Member of the Assembly of Vojvodina
- Incumbent
- Assumed office 31 July 2020
- In office 2000–2004

Personal details
- Born: 1968 (age 57–58) Novi Sad, SAP Vojvodina, SR Serbia, SFR Yugoslavia
- Party: LSV (before) VP

= Aleksandar Odžić =

Serbian politician (born 1968)

Aleksandar Odžić (Александар Оџић; born 1968) is a Serbian politician who has been a member of the Assembly of Vojvodina since 31 July 2020. A Vojvodina autonomist, he has been the president of the Vojvodina's Party (VP) since 2009.

== Private career ==
Odžić was born in 1968 in Novi Sad, SAP Vojvodina, SR Serbia, SFR Yugoslavia. By profession, Odžić claims to be a graduate manager of security. He is employed at JVP Vode Vojvodine as an independent professional associate for safety, occupational health and fire protection. He also worked in SPC Vojvodina, Novi Sad City Administration for Inspection Affairs, VDP "Šajkaška" and Novi Sad company AMB "Grafika".

== Political career ==
Odžić started his political career as a member of the centre-left League of Social Democrats of Vojvodina (LSV). During his tenure in LSV he held several public and party positions. He was a member of the City Assembly of Novi Sad from 2000 to 2004 and from 2004 to 2008 and a member of the Assembly of Vojvodina from 2000 to 2004.

Odžić was the founder and president of the Novi Sad Party, which along with several Vojvodina parties and organizations, merged into Vojvodina's Party (VP). Odžić was elected president of VP in 2009.

In the 2020 provincial election, VP contested as part of the Vojvodina Front (VF) alliance and Odžić was elected member in the Assembly of Vojvodina once again. He was appointed deputy chairman of the VF parliamentary group.

== Political positions ==
Odžić is a Vojvodina autonomist, advocating for higher level of autonomy for Vojvodina. His views and statements are controversial in Serbia where he is often labeled a separatist.
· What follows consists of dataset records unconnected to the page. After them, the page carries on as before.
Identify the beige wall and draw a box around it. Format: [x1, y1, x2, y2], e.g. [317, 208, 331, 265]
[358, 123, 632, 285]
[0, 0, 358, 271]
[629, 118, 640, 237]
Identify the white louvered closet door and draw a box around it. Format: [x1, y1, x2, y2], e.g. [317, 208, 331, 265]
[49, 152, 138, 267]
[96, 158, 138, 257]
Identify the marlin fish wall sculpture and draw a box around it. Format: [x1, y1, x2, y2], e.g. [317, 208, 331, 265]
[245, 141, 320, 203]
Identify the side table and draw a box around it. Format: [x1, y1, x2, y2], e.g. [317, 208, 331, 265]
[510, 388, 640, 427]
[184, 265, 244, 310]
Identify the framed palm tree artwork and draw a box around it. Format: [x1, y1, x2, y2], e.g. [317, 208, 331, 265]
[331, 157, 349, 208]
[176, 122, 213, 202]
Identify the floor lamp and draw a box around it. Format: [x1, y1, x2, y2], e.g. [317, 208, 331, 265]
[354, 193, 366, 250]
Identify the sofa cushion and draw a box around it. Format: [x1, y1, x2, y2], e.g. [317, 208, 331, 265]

Beginning in 2021, Odžić and the Vojvodina Front have campaigned on introducing "Vojvodinian" as a nationality for the 2022 census. However, their campaign went unsuccessful, considering that "Vojvodinian" retained its status as a regional identity, and not a national one.

== Personal life ==
He declares himself Vojvodinian by ethnicity. He has three daughters. Besides Serbo-Croatian, he also speaks English.